The study uses the data by the Directorate of Basic Education, Govt. of Uttar Pradesh for the admission applications for free-ship quota under RTE, Section 12.1.C, for the year 2015.Household survey was conducted by tracking 130 houesholds that applied for admission in Class I under RTE, Section 12.1.C in lucknow, which is the capital and major minority concentrated district of Uttar Pradesh. These under privileged children are spread across different types of schools (Low-Fee Private schools, Private Unaided, Public and ‘others’), where 80 children consist of those who availed the admission under Section 12.1.C and remaining served as control group for the study.
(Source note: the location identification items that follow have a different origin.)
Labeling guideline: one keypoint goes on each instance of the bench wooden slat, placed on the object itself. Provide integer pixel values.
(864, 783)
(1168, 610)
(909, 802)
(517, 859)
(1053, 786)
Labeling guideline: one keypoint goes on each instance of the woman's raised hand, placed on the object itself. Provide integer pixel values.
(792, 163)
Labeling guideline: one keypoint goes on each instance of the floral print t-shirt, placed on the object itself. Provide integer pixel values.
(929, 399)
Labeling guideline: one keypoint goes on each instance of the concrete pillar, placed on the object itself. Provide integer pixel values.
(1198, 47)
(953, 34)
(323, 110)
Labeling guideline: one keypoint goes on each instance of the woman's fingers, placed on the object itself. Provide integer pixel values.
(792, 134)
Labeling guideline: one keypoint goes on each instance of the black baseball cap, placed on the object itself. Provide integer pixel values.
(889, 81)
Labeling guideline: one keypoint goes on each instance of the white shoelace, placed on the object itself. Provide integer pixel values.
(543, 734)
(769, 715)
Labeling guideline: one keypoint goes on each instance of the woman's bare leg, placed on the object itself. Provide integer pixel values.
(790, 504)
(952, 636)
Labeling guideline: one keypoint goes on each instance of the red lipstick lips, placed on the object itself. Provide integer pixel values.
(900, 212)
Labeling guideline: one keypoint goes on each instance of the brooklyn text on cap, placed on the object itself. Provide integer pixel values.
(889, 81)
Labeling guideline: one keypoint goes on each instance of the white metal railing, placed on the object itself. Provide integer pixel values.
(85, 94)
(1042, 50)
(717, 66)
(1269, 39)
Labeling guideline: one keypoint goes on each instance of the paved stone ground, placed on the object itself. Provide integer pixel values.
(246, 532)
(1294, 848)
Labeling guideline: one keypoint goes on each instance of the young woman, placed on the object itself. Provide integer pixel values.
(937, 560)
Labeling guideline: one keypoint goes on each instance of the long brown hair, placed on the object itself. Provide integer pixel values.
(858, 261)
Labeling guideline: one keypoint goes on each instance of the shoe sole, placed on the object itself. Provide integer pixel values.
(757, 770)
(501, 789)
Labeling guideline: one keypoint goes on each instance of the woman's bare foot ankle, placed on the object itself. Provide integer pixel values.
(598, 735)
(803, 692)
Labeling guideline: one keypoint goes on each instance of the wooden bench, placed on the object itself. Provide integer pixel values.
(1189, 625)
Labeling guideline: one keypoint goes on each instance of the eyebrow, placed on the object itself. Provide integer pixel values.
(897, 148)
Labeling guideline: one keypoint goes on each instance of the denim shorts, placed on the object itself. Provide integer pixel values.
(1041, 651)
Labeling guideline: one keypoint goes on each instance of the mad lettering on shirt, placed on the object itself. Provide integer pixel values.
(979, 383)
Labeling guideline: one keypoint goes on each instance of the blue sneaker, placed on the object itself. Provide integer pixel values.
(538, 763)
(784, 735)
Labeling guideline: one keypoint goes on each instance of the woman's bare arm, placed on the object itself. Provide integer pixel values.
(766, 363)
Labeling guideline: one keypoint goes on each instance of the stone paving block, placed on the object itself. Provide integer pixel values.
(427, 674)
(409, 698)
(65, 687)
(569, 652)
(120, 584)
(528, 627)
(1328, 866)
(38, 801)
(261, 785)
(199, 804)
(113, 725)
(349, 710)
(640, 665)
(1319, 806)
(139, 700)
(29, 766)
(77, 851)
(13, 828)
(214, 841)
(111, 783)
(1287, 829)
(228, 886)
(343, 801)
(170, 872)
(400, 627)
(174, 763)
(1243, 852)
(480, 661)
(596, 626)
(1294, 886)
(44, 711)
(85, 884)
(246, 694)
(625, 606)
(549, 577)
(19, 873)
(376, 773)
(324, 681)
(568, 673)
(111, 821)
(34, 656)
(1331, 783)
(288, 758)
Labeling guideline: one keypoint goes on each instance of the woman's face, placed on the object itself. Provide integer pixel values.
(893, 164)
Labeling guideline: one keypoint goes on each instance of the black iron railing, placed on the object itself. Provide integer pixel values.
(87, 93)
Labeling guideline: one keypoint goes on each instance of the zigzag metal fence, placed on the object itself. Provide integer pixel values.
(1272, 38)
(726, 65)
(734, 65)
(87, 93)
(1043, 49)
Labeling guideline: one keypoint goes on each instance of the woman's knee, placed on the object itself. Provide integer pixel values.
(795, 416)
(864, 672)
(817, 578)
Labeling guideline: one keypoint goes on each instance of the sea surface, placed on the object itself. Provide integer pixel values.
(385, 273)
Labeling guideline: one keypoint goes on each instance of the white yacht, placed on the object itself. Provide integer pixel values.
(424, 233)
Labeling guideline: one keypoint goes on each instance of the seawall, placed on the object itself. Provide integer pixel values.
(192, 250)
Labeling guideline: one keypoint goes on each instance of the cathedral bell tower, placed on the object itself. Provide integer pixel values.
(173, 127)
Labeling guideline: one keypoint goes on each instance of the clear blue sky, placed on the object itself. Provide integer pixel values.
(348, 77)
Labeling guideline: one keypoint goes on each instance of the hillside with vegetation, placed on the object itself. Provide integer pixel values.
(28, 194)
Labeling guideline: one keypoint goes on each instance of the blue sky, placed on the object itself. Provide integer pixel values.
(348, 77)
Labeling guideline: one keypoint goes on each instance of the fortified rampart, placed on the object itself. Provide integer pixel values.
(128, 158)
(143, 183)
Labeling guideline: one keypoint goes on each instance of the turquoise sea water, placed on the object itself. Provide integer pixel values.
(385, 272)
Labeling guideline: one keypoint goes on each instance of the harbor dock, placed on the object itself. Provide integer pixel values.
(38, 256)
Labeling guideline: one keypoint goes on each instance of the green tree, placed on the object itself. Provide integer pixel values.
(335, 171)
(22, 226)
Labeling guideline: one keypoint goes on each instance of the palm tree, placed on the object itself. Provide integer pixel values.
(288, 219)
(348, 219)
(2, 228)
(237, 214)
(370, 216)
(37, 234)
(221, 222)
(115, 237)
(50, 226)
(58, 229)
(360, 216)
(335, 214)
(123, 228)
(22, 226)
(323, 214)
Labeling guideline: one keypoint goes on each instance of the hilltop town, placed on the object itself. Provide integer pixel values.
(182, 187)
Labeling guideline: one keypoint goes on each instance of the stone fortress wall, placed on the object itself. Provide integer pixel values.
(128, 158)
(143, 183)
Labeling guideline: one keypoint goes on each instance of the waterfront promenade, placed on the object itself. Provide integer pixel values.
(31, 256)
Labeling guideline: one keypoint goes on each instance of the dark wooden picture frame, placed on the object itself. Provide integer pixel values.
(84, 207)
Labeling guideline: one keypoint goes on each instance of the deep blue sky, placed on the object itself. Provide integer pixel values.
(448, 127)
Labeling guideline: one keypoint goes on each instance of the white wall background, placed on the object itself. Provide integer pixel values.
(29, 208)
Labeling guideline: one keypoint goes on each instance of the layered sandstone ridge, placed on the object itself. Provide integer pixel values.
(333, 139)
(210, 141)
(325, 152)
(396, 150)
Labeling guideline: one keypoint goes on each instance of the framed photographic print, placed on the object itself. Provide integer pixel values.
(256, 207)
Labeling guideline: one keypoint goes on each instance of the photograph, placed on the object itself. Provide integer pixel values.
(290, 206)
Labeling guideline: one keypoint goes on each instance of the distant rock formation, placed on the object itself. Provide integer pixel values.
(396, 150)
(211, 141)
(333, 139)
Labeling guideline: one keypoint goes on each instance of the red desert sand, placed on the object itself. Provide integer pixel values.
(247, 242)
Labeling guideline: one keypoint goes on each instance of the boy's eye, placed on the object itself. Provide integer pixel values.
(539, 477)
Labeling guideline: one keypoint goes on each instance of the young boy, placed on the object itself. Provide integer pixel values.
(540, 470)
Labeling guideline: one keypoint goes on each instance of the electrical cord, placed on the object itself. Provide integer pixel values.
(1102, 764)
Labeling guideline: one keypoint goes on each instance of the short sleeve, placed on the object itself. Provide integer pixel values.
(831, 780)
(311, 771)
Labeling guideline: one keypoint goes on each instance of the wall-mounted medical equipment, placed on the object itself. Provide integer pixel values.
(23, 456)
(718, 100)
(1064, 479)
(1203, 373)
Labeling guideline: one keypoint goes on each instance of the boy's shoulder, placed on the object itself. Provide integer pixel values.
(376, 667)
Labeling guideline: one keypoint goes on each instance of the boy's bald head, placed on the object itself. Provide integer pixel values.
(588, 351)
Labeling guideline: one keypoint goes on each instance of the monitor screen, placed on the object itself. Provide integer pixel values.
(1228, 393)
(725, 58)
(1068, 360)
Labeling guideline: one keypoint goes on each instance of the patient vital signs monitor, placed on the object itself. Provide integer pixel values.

The nature of evolving capabilites is understood by tracking the evolution of cognitive capabiliy over three years. The notion of evolving capability has been operationalised by extracting indicators listed by National Council for Research in Education and Training (NCERT). NCERT came up with list of functiongs required at the end of each level for English, Mathematics and Hindi. Thus, creating vector of cognitive capability for each specified level - pre-primary, class I and class II, the paper helps understand the formation of capabiliy as a result of the focus on ‘comprehensive outcomes’ in schooling. Modelling cognitive capability by using an index of schooling characteristics, the study attempts to emperically establish the role of conversion factor by quantifying the role of recognition and resulting inclusion in explaining the formation of cognitive capability in formal education.

Finally, the research aims to contribute to the nature and quality of the alternative added under school choice that would essentially expand the reslf freedom and choice sets of DG/EWS households.